I read this because the always trustworthy Abigail Nussbaum had it down as one of her Hugo nominees. Also, it looked like my kind of thing. That it’s a behemoth of a novel didn’t worry me. When one of the books you’ve been reading just finished is Miss MacIntosh, My Darling*, one of the longest single volumes of fiction ever published in English, a pip over 200,000 words from Seth Dickinson is a breeze.

Or should be.

One of my problems with Exordia is that I never felt it justified the length. It’s a shame because just like M.R. Carey’s Infinity Gate, Exordia has an eye-catching opening, complemented by a cracking first sentence:

“What do you do when you meet an alien in Central Park?”

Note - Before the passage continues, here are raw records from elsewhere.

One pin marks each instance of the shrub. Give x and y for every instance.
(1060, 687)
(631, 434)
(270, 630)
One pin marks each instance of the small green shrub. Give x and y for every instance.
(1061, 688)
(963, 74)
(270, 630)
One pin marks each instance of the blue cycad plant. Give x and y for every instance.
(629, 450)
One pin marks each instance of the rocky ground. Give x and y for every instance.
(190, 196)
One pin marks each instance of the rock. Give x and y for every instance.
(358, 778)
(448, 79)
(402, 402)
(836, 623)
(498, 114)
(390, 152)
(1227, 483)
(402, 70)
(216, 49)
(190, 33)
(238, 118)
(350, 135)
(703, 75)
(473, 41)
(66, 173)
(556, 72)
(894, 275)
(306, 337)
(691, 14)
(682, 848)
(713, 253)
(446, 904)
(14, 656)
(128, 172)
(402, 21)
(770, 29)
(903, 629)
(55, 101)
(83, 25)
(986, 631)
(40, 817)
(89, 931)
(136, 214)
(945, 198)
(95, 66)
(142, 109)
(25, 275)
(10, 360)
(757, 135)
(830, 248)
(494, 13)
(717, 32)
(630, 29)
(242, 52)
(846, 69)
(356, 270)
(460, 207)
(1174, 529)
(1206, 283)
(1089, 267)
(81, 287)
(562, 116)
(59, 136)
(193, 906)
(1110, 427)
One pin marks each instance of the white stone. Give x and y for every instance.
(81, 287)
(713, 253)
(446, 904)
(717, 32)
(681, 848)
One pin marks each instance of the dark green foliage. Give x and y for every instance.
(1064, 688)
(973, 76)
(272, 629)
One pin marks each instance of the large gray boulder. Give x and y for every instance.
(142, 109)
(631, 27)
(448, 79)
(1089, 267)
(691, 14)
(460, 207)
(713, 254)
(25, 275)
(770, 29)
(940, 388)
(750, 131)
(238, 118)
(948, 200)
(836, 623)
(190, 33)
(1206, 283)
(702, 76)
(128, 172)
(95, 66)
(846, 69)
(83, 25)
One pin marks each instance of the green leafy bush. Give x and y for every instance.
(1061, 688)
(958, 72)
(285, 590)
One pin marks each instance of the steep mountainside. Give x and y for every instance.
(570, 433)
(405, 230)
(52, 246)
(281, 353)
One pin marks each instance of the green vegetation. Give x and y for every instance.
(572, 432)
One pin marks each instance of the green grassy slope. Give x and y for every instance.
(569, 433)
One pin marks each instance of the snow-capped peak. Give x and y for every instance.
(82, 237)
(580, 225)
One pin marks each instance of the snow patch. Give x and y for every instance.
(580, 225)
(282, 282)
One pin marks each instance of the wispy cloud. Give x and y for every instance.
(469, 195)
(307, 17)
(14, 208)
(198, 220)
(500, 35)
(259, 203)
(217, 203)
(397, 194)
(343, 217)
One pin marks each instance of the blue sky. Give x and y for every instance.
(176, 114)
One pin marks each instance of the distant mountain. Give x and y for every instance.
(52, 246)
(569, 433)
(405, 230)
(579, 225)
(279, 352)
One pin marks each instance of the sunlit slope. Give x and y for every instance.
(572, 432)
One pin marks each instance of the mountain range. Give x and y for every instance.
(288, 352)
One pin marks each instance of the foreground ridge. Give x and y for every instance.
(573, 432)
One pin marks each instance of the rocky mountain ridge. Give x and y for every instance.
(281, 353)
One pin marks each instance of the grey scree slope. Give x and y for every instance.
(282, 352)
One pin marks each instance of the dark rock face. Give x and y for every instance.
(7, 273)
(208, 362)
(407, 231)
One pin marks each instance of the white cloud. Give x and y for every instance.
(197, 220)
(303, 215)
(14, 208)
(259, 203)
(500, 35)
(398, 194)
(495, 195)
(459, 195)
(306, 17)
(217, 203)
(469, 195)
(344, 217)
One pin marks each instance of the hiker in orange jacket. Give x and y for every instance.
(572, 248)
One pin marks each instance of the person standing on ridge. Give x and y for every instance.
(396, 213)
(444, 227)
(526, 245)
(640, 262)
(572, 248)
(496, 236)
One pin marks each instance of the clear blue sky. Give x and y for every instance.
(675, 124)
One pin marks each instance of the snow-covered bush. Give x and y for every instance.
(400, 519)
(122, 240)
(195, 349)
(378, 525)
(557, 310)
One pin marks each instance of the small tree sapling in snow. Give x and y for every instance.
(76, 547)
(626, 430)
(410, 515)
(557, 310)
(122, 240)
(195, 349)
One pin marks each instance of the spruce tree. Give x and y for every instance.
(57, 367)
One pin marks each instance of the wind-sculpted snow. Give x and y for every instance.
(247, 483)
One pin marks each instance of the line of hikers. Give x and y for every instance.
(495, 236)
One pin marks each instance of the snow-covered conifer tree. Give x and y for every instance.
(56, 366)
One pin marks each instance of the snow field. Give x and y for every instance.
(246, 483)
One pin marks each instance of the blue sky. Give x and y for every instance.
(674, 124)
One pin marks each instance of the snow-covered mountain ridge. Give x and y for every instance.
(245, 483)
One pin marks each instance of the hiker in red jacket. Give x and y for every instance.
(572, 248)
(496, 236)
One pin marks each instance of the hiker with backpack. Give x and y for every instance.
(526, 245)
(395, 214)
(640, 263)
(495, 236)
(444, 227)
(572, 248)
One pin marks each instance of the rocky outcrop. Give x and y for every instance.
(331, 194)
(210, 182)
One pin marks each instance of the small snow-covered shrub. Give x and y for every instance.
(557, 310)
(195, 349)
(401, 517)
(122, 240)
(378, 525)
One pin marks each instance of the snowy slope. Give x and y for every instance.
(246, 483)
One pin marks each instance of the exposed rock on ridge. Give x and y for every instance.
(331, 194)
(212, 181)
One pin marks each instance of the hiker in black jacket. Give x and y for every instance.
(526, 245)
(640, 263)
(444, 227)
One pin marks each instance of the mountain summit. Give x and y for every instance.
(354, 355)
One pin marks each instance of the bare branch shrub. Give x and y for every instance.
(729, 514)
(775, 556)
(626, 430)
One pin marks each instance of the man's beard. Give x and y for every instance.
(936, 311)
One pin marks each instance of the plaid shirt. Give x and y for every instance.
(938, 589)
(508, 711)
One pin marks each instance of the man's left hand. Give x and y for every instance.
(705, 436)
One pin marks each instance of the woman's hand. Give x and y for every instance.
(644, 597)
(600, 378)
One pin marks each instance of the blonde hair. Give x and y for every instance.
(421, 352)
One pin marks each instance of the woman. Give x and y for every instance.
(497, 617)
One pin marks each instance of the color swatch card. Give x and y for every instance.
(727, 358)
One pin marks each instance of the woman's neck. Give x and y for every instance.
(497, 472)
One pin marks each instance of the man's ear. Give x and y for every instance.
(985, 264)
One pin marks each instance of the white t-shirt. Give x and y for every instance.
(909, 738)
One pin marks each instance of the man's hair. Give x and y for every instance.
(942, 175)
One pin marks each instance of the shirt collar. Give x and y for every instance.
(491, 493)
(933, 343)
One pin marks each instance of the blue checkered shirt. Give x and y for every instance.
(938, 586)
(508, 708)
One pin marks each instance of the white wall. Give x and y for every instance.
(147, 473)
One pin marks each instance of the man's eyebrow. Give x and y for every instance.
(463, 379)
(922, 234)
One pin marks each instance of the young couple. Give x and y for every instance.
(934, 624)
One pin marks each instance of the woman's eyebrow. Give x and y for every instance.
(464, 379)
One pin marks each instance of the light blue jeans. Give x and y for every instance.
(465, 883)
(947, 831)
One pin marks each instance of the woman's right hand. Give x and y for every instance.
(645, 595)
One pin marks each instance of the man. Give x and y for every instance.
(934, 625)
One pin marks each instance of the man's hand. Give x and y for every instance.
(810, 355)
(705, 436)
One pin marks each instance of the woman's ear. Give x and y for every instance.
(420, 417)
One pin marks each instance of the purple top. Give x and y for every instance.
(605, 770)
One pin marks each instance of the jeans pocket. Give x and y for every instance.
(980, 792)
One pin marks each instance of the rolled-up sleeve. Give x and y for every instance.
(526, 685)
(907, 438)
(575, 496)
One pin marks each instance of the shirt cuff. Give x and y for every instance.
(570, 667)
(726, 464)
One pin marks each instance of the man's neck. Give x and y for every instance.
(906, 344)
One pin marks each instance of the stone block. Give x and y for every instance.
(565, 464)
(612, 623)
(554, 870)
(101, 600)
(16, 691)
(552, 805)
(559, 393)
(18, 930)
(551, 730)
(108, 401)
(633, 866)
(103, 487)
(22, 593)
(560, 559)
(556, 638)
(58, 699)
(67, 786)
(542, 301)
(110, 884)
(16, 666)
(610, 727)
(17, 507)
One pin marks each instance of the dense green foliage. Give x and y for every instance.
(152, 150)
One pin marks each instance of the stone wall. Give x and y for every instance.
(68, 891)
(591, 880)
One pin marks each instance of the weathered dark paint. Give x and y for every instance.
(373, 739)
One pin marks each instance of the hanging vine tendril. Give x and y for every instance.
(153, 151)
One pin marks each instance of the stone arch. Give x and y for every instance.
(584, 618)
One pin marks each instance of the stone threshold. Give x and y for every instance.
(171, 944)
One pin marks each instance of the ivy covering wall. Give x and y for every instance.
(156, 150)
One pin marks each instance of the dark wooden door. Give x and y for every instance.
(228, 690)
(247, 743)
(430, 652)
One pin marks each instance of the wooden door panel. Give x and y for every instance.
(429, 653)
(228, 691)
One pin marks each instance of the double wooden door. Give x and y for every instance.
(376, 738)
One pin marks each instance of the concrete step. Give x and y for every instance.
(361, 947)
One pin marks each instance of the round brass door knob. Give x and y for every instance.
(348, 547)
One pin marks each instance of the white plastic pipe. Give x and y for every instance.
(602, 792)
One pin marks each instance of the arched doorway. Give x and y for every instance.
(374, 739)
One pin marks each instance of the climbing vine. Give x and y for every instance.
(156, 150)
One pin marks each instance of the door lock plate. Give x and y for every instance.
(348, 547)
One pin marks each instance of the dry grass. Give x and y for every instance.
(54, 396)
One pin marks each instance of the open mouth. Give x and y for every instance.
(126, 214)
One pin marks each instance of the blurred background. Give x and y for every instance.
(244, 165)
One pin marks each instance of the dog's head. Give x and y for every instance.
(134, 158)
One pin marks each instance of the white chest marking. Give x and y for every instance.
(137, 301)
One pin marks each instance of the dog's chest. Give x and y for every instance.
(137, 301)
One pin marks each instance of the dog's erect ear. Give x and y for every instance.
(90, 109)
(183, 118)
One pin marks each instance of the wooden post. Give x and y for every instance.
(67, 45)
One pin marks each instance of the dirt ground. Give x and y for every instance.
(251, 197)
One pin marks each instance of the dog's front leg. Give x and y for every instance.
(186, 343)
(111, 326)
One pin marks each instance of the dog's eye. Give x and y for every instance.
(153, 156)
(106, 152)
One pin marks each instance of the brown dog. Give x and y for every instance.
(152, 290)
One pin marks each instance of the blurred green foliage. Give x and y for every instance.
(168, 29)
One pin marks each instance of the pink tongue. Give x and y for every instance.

It’s a fair question. Not one I’ve ever considered, but fair nonetheless. For Anna Sinjari, a Kurdish refugee living in New York who has just been fired from her job, encountering an alien is not so much “par for the course” but something she takes in her stride. The alien, sporting eight snake-like heads, is named Ssrin. She is a fugitive of the Exordia, an all-powerful, ruthless empire that treats everyone and everything as inferior. She looks like a harmless businesswoman to the rest of New York City. But not our Anna. This is huge for Ssrin! If Anna can see Ssrin’s true self, they must be in a state of serendure, their destinies intertwined. If she can convince Anna of this, then there’s the possibility they can control an alien artifact (designated Blackbird), potentially the only thing in existence that can compete against the Exordia. And where is this alien artefact? Well, Kurdistan, of course.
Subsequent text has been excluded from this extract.